Solar radiation graph 1958–2008, showing how the radiation is reduced after major volcanic eruptions

Sulfur dioxide concentration over the Sierra Negra Volcano, Galapagos Islands, during an eruption in October 2005

Schematic of volcano injection of aerosols and gases

Volcanoes on other celestial bodies:

There are several extinct volcanoes on Mars, four of which are vast shield volcanoes far bigger than any on Earth. They include Arsia Mons, Ascraeus Mons, Hecates Tholus, Olympus Mons, and Pavonis Mons. These volcanoes have been extinct for many millions of years, but the European Mars Express spacecraft has found evidence that volcanic activity may have occurred on Mars in the recent past as well.

Olympus Mons (Latin, “Mount Olympus”), located on the planet Mars, is the tallest known mountain in the Solar System.

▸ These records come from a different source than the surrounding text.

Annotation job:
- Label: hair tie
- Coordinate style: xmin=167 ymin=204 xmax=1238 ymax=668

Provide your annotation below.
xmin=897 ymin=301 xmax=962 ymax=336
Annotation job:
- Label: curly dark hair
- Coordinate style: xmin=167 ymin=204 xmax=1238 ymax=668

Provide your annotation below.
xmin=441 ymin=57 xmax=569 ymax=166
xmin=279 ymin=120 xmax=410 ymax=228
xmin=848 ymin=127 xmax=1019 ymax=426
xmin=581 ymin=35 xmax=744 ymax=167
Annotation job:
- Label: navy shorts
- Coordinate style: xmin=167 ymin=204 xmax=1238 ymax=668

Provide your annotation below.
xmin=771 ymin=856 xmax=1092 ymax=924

Jupiter’s moon Io is the most volcanically active object in the Solar System because of tidal interaction with Jupiter. It is covered with volcanoes that erupt sulfur, sulfur dioxide and silicate rock, and as a result, Io is constantly being resurfaced. Its lavas are the hottest known anywhere in the Solar System, with temperatures exceeding 1,800 K (1,500 °C). In February 2001, the largest recorded volcanic eruptions in the Solar System occurred on Io.

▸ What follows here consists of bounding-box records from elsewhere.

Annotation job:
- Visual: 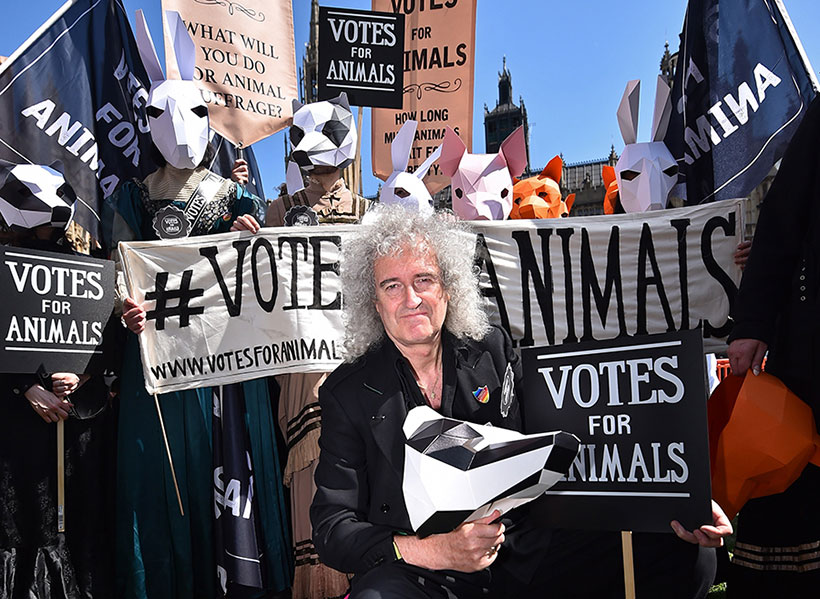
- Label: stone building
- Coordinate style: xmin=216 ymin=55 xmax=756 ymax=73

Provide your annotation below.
xmin=484 ymin=56 xmax=530 ymax=165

The Tvashtar volcano erupts a plume 330 km (205 mi) above the surface of Jupiter’s moon Io.

Europa, the smallest of Jupiter’s Galilean moons, also appears to have an active volcanic system, except that its volcanic activity is entirely in the form of water, which freezes into ice on the frigid surface. This process is known as cryovolcanism, and is apparently most common on the moons of the outer planets of the Solar System.

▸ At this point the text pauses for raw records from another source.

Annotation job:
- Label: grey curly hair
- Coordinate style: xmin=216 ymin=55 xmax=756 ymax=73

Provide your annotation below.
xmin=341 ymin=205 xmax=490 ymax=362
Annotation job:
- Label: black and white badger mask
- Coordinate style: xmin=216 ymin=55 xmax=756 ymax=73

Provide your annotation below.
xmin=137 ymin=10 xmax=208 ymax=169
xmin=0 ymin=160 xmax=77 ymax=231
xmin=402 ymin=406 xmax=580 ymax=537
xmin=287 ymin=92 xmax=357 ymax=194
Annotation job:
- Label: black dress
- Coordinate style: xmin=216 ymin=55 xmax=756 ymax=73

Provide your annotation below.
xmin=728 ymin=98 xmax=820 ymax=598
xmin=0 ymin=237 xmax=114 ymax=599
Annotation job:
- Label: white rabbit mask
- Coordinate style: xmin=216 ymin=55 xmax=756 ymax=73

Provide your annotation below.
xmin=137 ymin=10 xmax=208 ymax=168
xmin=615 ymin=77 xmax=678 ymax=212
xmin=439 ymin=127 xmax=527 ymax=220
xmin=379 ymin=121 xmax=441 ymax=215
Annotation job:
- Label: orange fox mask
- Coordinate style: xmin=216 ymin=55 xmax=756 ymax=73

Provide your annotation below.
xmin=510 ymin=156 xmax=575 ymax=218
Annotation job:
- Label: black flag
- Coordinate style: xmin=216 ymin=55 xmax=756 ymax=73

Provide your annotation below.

Where are most volcanoes located?


Pacific Ocean
Sixty percent of all active volcanoes occur at the boundaries between tectonic plates. Most volcanoes are found along a belt, called the “Ring of Fire” that encircles the Pacific Ocean. Some volcanoes, like those that form the Hawaiian Islands, occur in the interior of plates at areas called “hot spots.”

What is volcano explain?

A volcano is an opening in the earth’s crust through which lava, volcanic ash, and gases escape. … Beneath a volcano, liquid magma containing dissolved gases rises through cracks in the Earth’s crust.

What is the number 1 volcano in the world?
The most active volcanoes in the world

Kilauea volcano on Hawaii is the world’s most active volcano, followed by Etna in Italy and Piton de la Fournaise on La Réunion island.